If a diverging color palette is selected, the point where the palette transitions between colors is shown on the color ramp with a small black tick mark. When the number of steps is odd, the mark is placed in the middle of the transitional step. When the number of steps is even, the mark is placed at the boundary between the steps where the color changes.

Reversed

Click Reversed to invert the order of colors in the range. For example, if you want lower values to have a darker intensity in a sequential palette, reverse the palette. For a diverging palette, reversing the color palette means swapping the two colors in the palette, in addition to inverting the shades within each color range.

Use Full Color Range

With a diverging (two-color) palette, you can select to Use Full Color Range. Tableau assigns both the starting number and the ending number a full intensity for both color ranges. So if the range is from -10 to 100, the color representing negative numbers will be adjusted to change in shade much more quickly than the color representing positive numbers. If you do not select Use Full Color Range, Tableau assigns the color intensity as if the range of values was from -100 to 100, so that the change in shade is the same on both sides of zero. This means there will be much less change on the negative side, where actual values only range from -10 to 0, than on the positive side, where values range from 0 to 100.

The image on the left below shows a red-green diverging color palette for values from -858 to 72,986. Without using the full color range, -858 (associated with the small box at the lower right of the chart) shows as gray, because -858 is only about 1% as far to the negative side as 72,986 is to the positive side. When the full color range is used, as in the image on the right, -858 shows as a dark red, equal in intensity to the maximum positive value.

Limit the color range

When you click Advanced in the Edit Colors dialog box, you can choose to specify the start, end, and center RGB values for the range by selecting the check box and typing a new value into the field. The Start value is the lower limit in the range, the End value is the upper limit, and the Center value is where the neutral color is located on a diverging color palette.

Reset the color range

To return to the Automatic palette and the default color assignments, click Reset in the Edit Colors dialog box.

Configure Color Effects

Click the Color drop down on the Marks card to configure additional Color settings not related to the actual colors shown.

Opacity

Modify the opacity of marks by moving the slider.

Adjusting opacity is especially useful in dense scatter plots or when you are looking at data overlaying a map or background image. As you slide the slider toward the left, marks become more transparent.

Mark borders

By default, Tableau displays all marks without a border. You can turn on mark borders for all mark types except text, line, and shape. On the Color drop-down control, select a mark border color.

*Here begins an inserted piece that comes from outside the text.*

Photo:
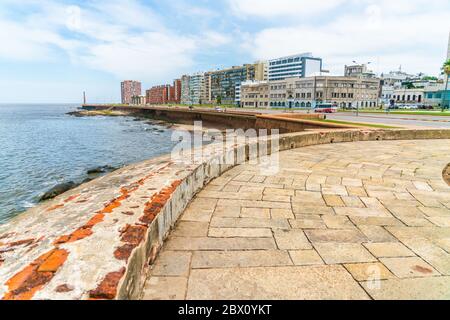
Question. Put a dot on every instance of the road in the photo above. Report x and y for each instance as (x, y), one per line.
(435, 122)
(415, 121)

Borders can be useful for visually separating closely spaced marks. For example, the views below show a scatterplot with mark borders turned on (left) and turned off (right). When borders are turned on, marks are easier to distinguish in areas where they are tightly clustered.

Note: You can also use the opacity setting to show the density of marks.

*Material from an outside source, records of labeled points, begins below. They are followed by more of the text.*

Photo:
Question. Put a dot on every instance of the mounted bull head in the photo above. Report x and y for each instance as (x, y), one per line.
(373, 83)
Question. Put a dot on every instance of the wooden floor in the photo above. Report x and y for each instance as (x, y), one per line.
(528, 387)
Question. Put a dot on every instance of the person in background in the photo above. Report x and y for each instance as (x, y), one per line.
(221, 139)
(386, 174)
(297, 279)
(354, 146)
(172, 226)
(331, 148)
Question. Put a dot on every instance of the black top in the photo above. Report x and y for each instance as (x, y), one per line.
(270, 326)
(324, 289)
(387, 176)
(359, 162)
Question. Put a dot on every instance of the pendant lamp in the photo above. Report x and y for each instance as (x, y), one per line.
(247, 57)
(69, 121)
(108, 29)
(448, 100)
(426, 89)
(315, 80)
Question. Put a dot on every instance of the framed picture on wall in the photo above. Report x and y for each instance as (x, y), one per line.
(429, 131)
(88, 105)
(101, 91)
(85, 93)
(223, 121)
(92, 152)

When you are viewing a large number of color-encoded small marks, it is usually better to leave mark borders off. Otherwise borders can dominate the view, making it difficult to see the color encoding.

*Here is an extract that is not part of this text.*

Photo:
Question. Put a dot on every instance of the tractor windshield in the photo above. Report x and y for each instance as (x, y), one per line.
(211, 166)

For example, the views below show bars that are segmented by a large number of color-encoded dimension members. With mark borders turned on (right), some of the narrower marks are difficult to identify by color. With borders turned off (left), the marks are easy to distinguish.

Mark halos

To make marks more visible against a background image or map, surround each mark with a solid contrasting color called a halo. Mark halos are available when you have a background image or a background map. On the Color drop-down control, select a mark halo color.

Markers

When you are using the Line mark type, you can add a marker effect to show or hide points along the line. You can show selected points, all points, or no points. On the Color drop-down control, select a marker in the Effects section.